This is a TensorFlow implementation for our paper Learning Long-Term Reward Redistribution via Randomized Return Decomposition accepted by ICLR 2022.
- Python 3.6.13
- gym == 0.18.3
- TensorFlow == 1.12.0
- BeautifulTable == 0.8.0
- opencv-python == 4.5.3.56
Run the following commands to reproduce our main results shown in section 4.1.
python train.py --tag='RRD Ant-v2' --alg=rrd --basis_alg=sac --env=Ant-v2
python train.py --tag='RRD-L(RD) Ant-v2' --alg=rrd --basis_alg=sac --rrd_bias_correction=True --env=Ant-v2
The following commands to switch the back-end algorithm of RRD.

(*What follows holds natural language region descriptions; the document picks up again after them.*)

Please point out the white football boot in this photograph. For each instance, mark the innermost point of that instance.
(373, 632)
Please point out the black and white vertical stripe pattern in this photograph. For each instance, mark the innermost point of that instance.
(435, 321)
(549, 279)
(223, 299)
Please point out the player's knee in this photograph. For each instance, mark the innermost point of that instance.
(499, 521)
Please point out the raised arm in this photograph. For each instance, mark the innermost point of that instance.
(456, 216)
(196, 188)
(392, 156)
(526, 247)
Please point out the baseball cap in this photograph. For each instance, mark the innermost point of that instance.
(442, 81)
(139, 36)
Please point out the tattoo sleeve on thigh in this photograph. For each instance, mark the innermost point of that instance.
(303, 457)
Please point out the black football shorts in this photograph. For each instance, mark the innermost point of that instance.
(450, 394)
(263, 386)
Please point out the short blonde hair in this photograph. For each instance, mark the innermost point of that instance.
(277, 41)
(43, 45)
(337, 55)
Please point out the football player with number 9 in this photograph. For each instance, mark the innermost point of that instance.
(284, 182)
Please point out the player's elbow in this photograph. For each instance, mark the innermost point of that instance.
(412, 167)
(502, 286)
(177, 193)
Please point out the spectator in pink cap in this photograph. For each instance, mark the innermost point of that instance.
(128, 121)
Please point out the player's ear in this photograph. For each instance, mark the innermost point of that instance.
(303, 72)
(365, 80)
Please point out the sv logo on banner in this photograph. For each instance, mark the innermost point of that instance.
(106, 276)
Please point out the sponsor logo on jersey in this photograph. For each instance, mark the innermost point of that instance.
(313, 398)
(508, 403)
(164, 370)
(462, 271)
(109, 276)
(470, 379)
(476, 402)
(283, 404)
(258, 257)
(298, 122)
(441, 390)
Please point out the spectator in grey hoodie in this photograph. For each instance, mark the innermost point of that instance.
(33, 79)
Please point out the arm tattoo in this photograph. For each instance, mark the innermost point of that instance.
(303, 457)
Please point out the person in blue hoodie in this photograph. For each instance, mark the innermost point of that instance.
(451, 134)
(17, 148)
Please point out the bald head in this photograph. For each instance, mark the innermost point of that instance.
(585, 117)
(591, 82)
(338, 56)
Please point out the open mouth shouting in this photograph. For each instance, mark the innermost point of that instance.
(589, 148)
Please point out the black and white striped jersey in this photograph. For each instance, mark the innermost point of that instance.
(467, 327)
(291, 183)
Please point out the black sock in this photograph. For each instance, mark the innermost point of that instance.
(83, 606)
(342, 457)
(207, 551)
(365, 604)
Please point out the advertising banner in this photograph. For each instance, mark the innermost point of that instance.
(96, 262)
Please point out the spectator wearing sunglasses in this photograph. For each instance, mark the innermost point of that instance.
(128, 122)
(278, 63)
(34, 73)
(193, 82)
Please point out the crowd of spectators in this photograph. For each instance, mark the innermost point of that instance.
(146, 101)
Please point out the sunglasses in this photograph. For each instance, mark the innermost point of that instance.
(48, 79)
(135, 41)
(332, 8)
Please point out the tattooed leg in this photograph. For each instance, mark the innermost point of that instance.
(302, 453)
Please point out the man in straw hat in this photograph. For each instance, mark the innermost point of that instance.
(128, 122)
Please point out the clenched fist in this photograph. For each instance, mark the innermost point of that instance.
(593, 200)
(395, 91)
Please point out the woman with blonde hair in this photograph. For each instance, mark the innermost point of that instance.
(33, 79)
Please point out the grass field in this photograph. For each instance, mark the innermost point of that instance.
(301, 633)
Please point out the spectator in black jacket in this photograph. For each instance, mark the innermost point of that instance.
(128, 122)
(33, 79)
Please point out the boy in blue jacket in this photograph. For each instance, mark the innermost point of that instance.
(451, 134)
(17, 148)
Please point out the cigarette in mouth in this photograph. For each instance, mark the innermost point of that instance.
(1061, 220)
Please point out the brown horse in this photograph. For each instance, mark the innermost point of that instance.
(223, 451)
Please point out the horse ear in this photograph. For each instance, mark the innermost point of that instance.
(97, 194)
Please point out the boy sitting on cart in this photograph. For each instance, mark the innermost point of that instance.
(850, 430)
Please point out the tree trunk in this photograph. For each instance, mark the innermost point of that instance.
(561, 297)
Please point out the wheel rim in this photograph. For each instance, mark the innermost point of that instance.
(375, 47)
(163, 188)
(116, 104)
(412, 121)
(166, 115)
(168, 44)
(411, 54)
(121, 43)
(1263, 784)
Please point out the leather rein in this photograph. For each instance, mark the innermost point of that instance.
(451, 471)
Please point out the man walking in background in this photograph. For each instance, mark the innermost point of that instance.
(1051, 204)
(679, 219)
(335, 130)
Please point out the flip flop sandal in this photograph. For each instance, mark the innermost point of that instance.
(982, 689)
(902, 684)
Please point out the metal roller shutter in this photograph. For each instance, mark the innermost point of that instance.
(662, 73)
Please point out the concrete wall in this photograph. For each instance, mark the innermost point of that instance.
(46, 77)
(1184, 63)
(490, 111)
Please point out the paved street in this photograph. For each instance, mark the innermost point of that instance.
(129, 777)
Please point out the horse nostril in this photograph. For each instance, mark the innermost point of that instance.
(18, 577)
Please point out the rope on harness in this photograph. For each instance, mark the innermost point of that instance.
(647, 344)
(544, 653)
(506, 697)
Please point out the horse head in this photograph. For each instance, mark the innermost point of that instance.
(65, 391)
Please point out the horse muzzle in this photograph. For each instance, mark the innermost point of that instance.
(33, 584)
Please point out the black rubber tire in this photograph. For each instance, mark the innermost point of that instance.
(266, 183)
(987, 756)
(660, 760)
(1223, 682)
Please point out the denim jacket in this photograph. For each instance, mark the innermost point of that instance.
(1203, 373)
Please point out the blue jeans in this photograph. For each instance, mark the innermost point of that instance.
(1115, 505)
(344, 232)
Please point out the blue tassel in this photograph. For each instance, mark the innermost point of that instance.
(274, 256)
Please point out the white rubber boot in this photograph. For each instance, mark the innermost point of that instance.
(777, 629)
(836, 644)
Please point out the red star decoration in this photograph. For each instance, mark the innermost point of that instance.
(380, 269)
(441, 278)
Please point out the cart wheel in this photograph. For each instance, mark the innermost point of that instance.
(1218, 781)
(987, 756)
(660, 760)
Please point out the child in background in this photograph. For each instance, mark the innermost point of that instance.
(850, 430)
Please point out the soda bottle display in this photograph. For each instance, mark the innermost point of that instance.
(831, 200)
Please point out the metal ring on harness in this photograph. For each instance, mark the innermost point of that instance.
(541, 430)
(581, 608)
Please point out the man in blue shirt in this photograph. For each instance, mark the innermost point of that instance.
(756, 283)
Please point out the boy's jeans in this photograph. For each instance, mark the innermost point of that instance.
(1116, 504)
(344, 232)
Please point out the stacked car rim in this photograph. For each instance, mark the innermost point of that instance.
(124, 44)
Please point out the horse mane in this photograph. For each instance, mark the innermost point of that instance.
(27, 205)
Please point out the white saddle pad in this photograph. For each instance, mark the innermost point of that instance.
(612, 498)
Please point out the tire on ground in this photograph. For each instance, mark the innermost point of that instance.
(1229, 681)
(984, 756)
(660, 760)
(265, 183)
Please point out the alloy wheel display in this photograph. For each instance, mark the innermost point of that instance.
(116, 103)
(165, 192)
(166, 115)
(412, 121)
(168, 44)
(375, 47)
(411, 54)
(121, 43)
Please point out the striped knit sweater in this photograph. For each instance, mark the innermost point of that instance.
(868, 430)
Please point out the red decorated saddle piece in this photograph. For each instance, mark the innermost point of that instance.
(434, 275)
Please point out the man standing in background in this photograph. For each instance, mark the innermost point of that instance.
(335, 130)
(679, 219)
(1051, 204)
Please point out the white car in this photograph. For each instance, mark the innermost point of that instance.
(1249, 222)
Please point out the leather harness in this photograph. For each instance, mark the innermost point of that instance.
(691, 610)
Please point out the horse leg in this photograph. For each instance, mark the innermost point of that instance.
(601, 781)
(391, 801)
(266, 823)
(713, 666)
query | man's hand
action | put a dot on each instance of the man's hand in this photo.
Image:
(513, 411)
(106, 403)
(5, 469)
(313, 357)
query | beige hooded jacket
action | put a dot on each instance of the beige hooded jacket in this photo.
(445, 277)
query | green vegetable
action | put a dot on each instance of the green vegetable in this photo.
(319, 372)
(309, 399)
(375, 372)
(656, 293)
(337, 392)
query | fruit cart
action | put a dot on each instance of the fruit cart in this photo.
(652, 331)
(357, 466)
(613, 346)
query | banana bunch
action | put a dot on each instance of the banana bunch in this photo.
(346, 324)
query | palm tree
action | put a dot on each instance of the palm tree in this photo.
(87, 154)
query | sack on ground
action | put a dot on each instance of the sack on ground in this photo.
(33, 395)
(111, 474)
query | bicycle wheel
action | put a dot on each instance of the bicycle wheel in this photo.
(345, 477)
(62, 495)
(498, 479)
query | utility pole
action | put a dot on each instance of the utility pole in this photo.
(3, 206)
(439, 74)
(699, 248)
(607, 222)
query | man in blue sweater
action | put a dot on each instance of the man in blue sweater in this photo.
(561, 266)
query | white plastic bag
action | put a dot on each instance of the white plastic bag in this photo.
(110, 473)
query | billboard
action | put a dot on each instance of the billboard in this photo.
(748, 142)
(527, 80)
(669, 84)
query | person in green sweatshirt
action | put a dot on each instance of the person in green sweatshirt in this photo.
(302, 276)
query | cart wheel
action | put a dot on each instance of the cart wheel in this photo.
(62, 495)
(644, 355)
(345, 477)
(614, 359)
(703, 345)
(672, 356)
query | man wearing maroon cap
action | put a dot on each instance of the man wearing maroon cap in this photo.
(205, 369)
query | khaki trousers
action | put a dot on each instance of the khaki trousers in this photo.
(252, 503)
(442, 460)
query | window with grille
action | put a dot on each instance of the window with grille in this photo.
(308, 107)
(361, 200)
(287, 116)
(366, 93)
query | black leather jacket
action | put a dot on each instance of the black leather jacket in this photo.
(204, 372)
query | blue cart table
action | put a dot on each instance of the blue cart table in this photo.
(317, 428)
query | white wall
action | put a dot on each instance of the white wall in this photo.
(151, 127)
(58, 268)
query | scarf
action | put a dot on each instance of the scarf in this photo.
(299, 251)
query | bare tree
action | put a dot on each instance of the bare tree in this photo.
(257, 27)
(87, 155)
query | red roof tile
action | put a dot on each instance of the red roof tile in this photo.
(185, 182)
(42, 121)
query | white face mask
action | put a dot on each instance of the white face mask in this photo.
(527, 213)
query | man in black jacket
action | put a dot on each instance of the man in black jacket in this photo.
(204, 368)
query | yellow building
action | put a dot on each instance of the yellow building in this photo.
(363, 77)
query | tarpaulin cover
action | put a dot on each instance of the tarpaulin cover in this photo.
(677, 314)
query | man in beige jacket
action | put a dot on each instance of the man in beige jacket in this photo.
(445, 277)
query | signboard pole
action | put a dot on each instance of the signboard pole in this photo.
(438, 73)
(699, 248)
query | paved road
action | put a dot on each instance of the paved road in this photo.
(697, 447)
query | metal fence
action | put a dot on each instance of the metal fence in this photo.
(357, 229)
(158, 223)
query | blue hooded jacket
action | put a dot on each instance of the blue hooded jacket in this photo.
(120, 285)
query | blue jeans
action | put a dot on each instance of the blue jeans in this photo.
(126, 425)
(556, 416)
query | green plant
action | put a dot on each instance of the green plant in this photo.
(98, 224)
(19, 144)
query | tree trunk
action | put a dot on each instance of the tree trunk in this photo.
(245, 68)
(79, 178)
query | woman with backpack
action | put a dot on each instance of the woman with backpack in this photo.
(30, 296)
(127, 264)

python train.py --tag='RRD-TD3 Ant-v2' --alg=rrd --basis_alg=td3 --env=Ant-v2
python train.py --tag='RRD-DDPG Ant-v2' --alg=rrd --basis_alg=ddpg --env=Ant-v2
We include an unofficial implementation of IRCR for the ease of baseline comparison.
Please refer to tgangwani/GuidanceRewards for the official implementation of IRCR.
python train.py --tag='IRCR-SAC Ant-v2' --alg=ircr --basis_alg=sac --env=Ant-v2
python train.py --tag='IRCR-TD3 Ant-v2' --alg=ircr --basis_alg=td3 --env=Ant-v2
python train.py --tag='IRCR-DDPG Ant-v2' --alg=ircr --basis_alg=ddpg --env=Ant-v2
The following commands support the experiments on Atari games with episodic rewards.
python train.py --tag='RRD-DQN Assault' --alg=rrd --basis_alg=dqn --env=Assault
python train.py --tag='IRCR-DQN Assault' --alg=ircr --basis_alg=dqn --env=Assault
Note: The implementation of RRD upon DQN on the Atari benchmark has not been well tuned. We release this interface only for the ease of future studies.